Na tureckiej remontowanej drodze. Deszcz, szuter, błoto. Dojeżdżamy do Erzurum. Rozbijamy namiot na stacji benzynowej za miastem obok tira i dwóch mini kamperów na włoskich tablicach.

Dzień 21
Wstajemy. Nasi włoscy sąsiedzi gotowi do drogi. Uzupełniają wodę w zbiornikach, myją pojazd i w drogę. My w międzyczasie składamy manele. Gdzie się nie dotkniemy tam błoto po nocnej przeprawie. Żółtek dostaje szybki prysznic i w drogę. Przejeżdżamy przez miasteczka. Na ulicach sami faceci.
http://www.radiator-mototurystyka.pl/images/fbfiles/images/P1150691.JPG
Wyławiamy pojedyncze kobiety, które na widok aparatu odwracają szczelnie zasłonięte oblicze. Co chwile wojskowe patrole. Jeden z nich zatrzymuje nas po chwili puszcza dalej.
Zatrzymujemy się na poboczu.
Nagle ...
http://www.radiator-mototurystyka.pl/images/fbfiles/images/P1150694.JPG
Wyprzedza nas wóz pancerny. Za chwilę znaki drogowe - uwaga czołgi. Nie dziwił nas już widok punktów kontrolnych i coraz bardziej uzbrojonych żołnierzy.
To Kurdystan.

Poniżej inny widok na tureckich drogach.
http://www.radiator-mototurystyka.pl/images/fbfiles/images/P1150697.JPG

Zbliżamy się do Nemrut Dag. Nie tak szybko. Przegapiliśmy coś na mapie albo skończyła nam się droga.
http://www.radiator-mototurystyka.pl/images/fbfiles/images/P1150703.JPG
To po prostu mała przeprawa promowa.

Mkniemy dalej. Gdzieś w okolicy powinien znajdować się skręt do tego zabytku. Zatrzymujemy się więc na stacji benzynowej aby prześledzić mapę. Tankowanie, świeże pieczywo no i oczywiście 100 pytań do ... oczywiście tylko po turecku. Sesja zdjęciowa samych facetów, którzy się o to prosili.
Nemrut Dag tą nazwę kojarzył każdy facet na stacji. Pozujący do zdjęć faceni gestykularnie pokazują nam, że do nemrut pod górkę przez miasteczko.
Jedziemy. Droga kręta widoki z minuty na minutę ładniejsze. Nagle szlaban. To kasa biletowa - 8 lira od głowy i pniemy się jeszcze wyżej. Po drodze campingi, hotele, sklepy, do których każdy chce nas zgarnąć na siłę. Aby złowić turystę Turcy potrafią wtargnąć na drogę. Dziwny i niebezpieczny zwyczaj. Coraz stromsze podjazdy i piękniejsze widoki. Ostry podjazd, budynek i końcowy parking. Tu też chcą nas zgarnąć abyśmy przenocowali. Dalej wspinamy się pieszo na szczyt widocznej usypanej na górze góry. Wszytko po to, by zobaczyć upadłe głowy posągów.
http://www.radiator-mototurystyka.pl/images/fbfiles/images/P1150723.JPG
Nazwa tego miejsca pochodzi z kręgu kultury Mezopotamii z III tysiąclecia p.n.e. i wywodzi się od legendarnego Nemroda. Głowy posągów spadły po licznych trzęsieniach ziemi.

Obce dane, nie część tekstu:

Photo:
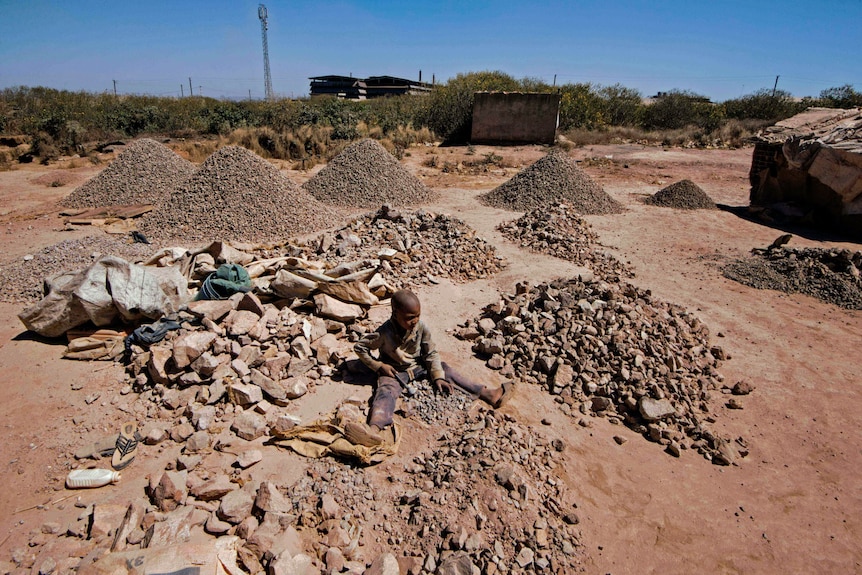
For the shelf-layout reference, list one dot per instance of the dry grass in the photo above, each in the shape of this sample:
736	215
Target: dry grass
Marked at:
731	134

Zjeżdżamy w dół. Do następnego celu naszej podróży mamy niecałe 600 km. Zapada mrok. Zjeżdżamy na stację benzynową za potrzebą. Tamara mknie do toalety a ja sprawdzam mapę. Operatorzy na stacji benzynowej zapraszają mnie do stolika gestykularnie pokazując talerz. Podchodzę.
http://www.radiator-mototurystyka.pl/images/fbfiles/images/P1150745.JPG
Nalewają zupę. Pytają czy żona też. Potwierdzam skinieniem. Myśleliśmy już o kolacji a tu grochówka, bardzo ostra papryka, którą maczano w soli i na koniec herbatka. Dużo herbatki ... ruszamy dalej.
Kahramanmaraş - nocleg na stacji benzynowej. Prysznic z przygodami ale o tym w dłuższej wersji http://www.radiator-mototurystyka.pl/components/com_kunena/template/default_ex_black/images/english/emoticons/smile.png

Dzień 22
Po śniadaniu podjeżdżamy do dystrybutora. Niestety nie przyjmuje naszej karty. Jedziemy dalej. Tankowanie. Jazda. Nagle wyprzedza nas biały wóz i zajeżdża nam drogę. Facet pokazuje coś w samochodzie.
Widzę podwieszoną kamerę. Wymawia co chwilę słowo Polis i nakazuje jechać za sobą.
Kurde - kolejna przygoda ...

Głazio
28.10.2012, 14:36
Miałem mały wypadek stąd ta zwłoka.

Cd. relacji.
Kolejna przygoda.
Mandat w Turcji.
O ile teraz polismeni potrafili coś z siebie wydusić po angielsku to później w zależności od tego co chcieli. Coś tu chyba nie tak.
Pokazują mi tabelę, moje zdjęcie i prędkość. Wypisują mandat 154 TL. Studiuję ową tabelę. Okazuje się, że taryfikator jest zupełnie inny niż w większości krajów. Każdy pojazd może jechać z inną prędkością (samochód osobowy, motocykl, motocykl z wózkiem bocznym itd.). Nie ważne o ile przekroczyłeś ograniczenie prędkości. Ważna jest prędkość na radarze, którą sczytują z tabeli. Pokazują mi, że gdybym jechał o 1 km więcej otrzymałbym mandat 319 TL.
Wtargnąłem więc do nieoznakowanego pojazdu, który mnie złapał i pokazuję ile jedzie ten tir - czytam z taryfikatora ile mogą zedrzeć od niego, za chwilę kolejny pojazd.
Hmm - po ich zachowaniu nie wiedziałem o co chodzi. Nagle przestali rozumieć po angielsku ?
Tak to jest - jesteśmy turystami a Ci mają pierwszeństwo w każdej weryfikacji.
http://www.radiator-mototurystyka.pl/images/fbfiles/images/P1150768.JPG
Kapadocja - Goreme. Miasto i domy w skałach a dokładniej w skalnych piramidach. Ponadto podziemne miasta-wiele takich miast. Upał daje się ostro we znaki. Zwiedzamy to co nam najbardziej odpowiada i lecimy dalej.
Aksaray-Konya. Lecimy dwupasmówką zwalniając za tirem po to, by przepuścić mknące za mną pojazdy z prędkością ok. 150/h. Zwalniam do 90 po czym wyskakuję zza tira. Policja na poboczu. 1 km dalej drugi wóz - już na mnie czekali.
Miliony próśb nie pomogły.
Drugi mandat.
Tym razem miałem o 2 km/h więcej niż poprzednio - mandat 319 TL (x 1,7 zł).
Oczekując na wypisanie mandatu - załapałem.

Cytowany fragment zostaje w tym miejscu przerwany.